Debbie Strange is a master at setting a scene, then inviting the reader to settle in for a story. She doesn't provide the end of the story, but just enough to get us anticipating or imagining possibilities. We get the gist and feel the feeling of the tale:

porch swing
songs where we least
expect them


This issue also includes the results of the 2021 Haiku Society of America Merit Book Awards for books published in 2020. My thanks to the judges, Ce Rosenow and Bryan Rickert for awarding The Language of Loss: Haiku & Tanka Conversations an honourable mention in this contest! Their comments follow:

True to its name, Debbie Strange's The Language of Loss explores the many facets of loss and survival using both haiku and tanka. One haiku and one tanka are paired beautifully on every page. Never predictable and always revealing, this book delivers consistent quality from start to finish.

Monday, June 14, 2021

A New Resonance 12: Emerging Voices in English-Language Haiku, Red Moon Press, 2021

Honoured to be one of 17 poets chosen for this anthology. My thanks to editors Jim Kacian and Julie Warther for selecting the following poems, and for their lovely commentary:


Strange's keen pictorial sense is on display throughout these poems, and it comes as no surprise to learn that she is a painter and photographer—these poems brim with tableaux. It is a simple matter for her to have us visualize a field of lupine leading on to a mirroring sky, a pika daubed gold, and the dim illumination of swans on a night pond. But she is also a storyteller—there are volumes suppressed behind a father's plough, an unknown sibling, an extended stretch of knitted silence. In a sense, then, we can reckon her haiku to be extremely condensed haibun, with the prose to be provided by the reader, and the haiku, as is most common (and just as she tells her stories) beginning at the end.

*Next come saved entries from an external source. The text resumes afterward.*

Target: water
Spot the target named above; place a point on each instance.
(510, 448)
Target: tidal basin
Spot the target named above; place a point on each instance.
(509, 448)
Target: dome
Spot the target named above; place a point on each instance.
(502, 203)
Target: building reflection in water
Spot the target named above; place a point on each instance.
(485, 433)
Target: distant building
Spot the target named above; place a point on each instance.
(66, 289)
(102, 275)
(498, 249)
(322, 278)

Add to this her felicity with images and we recognize her to be a multimedia artist in the long tradition of haiku poets, like Buson, for whom all the arts were in play. 


fields of lupine
where does the sky
begin


deserted farm
the random acts
of hollyhocks


porch swing
songs where we least
expect them


rusty sun
father's plough returns
to the earth


unmarked grave . . .
a thousand red maples
offer their leaves


the sister
I didn't know I had . . .
rhizomes


pine forest . . .
the advice I'd give
my younger self


moonless . . .
a dark lake lit
with swans


marsh reeds
we learn the secret
language of wind


owling . . .
we wait for the other side
of silence


city sirens
the wolves that used to
sing us home


on the taiga a glimpse of something bigger


alpenglow
a pika gathers stems
of light


firelight knitting another length of silence


river stories
we always begin
at the end


Publication Credits:

Stardust Haku 22
The Heron's Nest XXI:3
Modern Haiku 48.3
The Cicada's Cry (2020)
THF Haiku Dialogue Week 19 (2019)
The Heron's Nest XXII:2
Soka Matsubara International Haiku Competition
The Heron's Nest XIX:2
Akitsu Quarterly Fall (2019)
Modern Haiku 50.3
Shamrock Haiku Journal 42
Presence 58
Iris International Haiku Magazine 5
Wales Haiku Journal Haiga Gallery (2018)
Under the Basho (2017)

"porch swing" appeared in Prairie Interludes, the Snapshot Press eChapbook Awards winner (2020), which was also shortlisted for The Haiku Foundation Distinguished Books Award (2020); "pine forest" received an Honorable Mention in the Soka Matsubara International Haiku Competition (2020); "city sirens" was the runner-up senryu for the Shamrock Haiku Journal Readers' Choice Awards (2019); "alpenglow" received a commendation in A Little Haiku Contest by the Croatian haiku magazine Iris (2018).